Scott Morrison wants to prevent Australians being “cancelled” for their religious views under discrimination laws introduced to federal parliament. 

The prime minister has declared faith and freedom inseparable as the coalition seeks to shield people who express their religious views even if they are considered socially disagreeable.

“People should not be cancelled or persecuted or vilified because their beliefs are different from someone else’s in a free liberal democratic society such as Australia,” Mr Morrison told parliament on Thursday.

“Australians shouldn’t have to worry about looking over their shoulder fearful of offending an anonymous person on Twitter … or transgressing against political or social zeitgeists.

“We have to veer away from the artificial phoney conflicts boycotts, controversies and cancelling created by anonymous and cowardly bots, bigots and bullies.”

The bill has divided moderates and conservatives in the coalition party room and caused disquiet across the political spectrum.

It would mean people who express their religious beliefs do not fall foul of existing anti-discrimination legislation. 

But these expressions cannot be malicious or considered by a reasonable person to threaten, intimidate, harass or vilify.

“This bill ensures people can’t be persecuted for moderately expressing a reasonable belief,” Mr Morrison said.

“Nothing in this bill allows for any form of discrimination against a student on the basis of their sexuality or gender identity.”

Religious schools would be able to preference hiring people of a particular faith as long as this is a publicly available policy.

“A Sikh should not be discriminated against because of the turban they wear … nor a Jewish school seeking to employ someone of their faith,” Mr Morrison said.

Also under the changes, a religious discrimination commissioner would be appointed to the Australian Human Rights Commission.

It could look into complaints from people claiming they had been unlawfully discriminated against because of their religious beliefs or activity.

Human rights groups remained concerned about what the changes meant for LGBTIQ+ people.

“What constitutes discrimination today, will be lawful tomorrow, allowing people to say harmful, insulting and demeaning things,” Equality Australia chief executive Anna Brown said.

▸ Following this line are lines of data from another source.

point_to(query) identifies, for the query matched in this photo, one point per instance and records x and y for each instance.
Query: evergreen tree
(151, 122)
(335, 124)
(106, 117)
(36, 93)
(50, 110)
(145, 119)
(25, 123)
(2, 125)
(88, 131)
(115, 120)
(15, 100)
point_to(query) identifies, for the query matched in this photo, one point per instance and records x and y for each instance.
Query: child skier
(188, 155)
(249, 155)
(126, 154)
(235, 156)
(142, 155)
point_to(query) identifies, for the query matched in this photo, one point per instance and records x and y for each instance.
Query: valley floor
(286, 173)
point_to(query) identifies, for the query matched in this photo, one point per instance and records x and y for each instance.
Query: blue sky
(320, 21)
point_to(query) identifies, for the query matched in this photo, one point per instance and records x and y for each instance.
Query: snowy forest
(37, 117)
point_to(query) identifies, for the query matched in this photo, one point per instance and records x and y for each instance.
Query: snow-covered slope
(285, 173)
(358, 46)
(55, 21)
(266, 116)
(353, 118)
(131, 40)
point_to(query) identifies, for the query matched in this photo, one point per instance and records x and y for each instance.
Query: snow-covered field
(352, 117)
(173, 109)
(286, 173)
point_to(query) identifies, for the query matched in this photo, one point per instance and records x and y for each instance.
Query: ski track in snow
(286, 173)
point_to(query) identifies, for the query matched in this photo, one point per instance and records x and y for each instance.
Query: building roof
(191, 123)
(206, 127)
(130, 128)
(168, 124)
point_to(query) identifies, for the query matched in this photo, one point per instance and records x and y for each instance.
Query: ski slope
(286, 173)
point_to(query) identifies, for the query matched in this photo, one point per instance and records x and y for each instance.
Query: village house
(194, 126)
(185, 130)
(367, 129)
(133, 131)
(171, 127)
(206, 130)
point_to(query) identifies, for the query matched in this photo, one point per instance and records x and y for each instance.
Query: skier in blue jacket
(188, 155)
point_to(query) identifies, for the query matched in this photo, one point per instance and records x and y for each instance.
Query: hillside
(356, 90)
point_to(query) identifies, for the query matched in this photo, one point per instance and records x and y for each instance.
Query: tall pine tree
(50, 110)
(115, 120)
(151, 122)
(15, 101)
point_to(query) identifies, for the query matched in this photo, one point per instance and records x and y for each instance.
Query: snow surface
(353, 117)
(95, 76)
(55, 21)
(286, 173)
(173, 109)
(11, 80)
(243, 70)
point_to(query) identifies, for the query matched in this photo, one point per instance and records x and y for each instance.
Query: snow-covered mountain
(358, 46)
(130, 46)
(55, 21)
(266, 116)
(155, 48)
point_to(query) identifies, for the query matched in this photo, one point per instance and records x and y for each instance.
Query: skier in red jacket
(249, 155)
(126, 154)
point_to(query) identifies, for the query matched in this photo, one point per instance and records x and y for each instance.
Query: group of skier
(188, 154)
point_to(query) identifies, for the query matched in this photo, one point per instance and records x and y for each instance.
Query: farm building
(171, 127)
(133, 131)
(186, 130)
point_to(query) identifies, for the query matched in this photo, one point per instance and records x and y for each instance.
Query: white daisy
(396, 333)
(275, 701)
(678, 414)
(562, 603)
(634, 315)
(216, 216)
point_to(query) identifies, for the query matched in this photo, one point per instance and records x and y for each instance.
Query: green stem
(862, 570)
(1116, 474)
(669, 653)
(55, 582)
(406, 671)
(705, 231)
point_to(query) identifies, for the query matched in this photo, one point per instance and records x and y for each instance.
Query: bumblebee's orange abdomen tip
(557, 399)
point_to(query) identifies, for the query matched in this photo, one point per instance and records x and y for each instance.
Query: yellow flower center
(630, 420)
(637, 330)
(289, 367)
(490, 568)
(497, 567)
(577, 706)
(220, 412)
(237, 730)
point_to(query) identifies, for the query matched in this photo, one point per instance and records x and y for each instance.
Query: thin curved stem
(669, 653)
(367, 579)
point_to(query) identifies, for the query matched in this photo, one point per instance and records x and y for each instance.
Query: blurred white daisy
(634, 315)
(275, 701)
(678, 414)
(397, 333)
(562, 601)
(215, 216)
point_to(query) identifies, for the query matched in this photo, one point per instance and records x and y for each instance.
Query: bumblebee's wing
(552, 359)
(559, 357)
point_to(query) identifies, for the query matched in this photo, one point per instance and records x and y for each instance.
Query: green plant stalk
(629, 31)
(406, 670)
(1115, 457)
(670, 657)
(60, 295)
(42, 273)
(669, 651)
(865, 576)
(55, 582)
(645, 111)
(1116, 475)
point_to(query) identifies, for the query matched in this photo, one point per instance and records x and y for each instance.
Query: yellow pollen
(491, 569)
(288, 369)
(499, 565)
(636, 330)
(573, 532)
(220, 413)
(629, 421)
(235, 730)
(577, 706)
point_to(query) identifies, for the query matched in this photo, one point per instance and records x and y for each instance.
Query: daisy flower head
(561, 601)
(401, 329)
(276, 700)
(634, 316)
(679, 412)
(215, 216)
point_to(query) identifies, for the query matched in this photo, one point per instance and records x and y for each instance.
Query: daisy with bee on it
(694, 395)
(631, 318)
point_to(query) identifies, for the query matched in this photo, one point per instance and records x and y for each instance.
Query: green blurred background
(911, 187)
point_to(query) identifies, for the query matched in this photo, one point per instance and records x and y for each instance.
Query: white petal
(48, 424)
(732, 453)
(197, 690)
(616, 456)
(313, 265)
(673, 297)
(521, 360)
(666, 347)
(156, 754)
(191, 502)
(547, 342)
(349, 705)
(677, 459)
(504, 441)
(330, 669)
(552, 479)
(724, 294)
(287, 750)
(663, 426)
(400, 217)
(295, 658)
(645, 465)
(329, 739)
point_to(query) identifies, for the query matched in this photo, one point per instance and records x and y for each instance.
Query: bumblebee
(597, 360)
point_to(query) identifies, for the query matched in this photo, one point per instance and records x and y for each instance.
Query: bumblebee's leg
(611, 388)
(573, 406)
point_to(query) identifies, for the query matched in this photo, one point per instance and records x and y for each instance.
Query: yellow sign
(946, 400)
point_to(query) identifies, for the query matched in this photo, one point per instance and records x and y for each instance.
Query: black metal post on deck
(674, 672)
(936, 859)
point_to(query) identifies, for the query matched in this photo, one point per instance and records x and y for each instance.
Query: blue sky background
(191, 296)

The coalition is under pressure including from some in its own ranks to amend the Sex Discrimination Act so teachers can’t be sacked and students expelled because of their sexual orientation.

Amanda Stoker, assistant minister to the attorney-general, told ABC radio these changes remained on the table but were separate to the religious discrimination bill.

Labor indicated it was willing to work with the government on the bill and would consult with groups including LGBTIQA+ organisations and religious bodies.

“Freedom of thought, conscience and religion or belief is a fundamental human right,” shadow attorney-general Mark Dreyfus said.

The government’s bid to send the religious discrimination bill to the Senate’s legal and constitutional affairs committee was voted down shortly after the bill’s introduction. 

Labor wants it to be examined in a select committee inquiry involving both houses of parliament.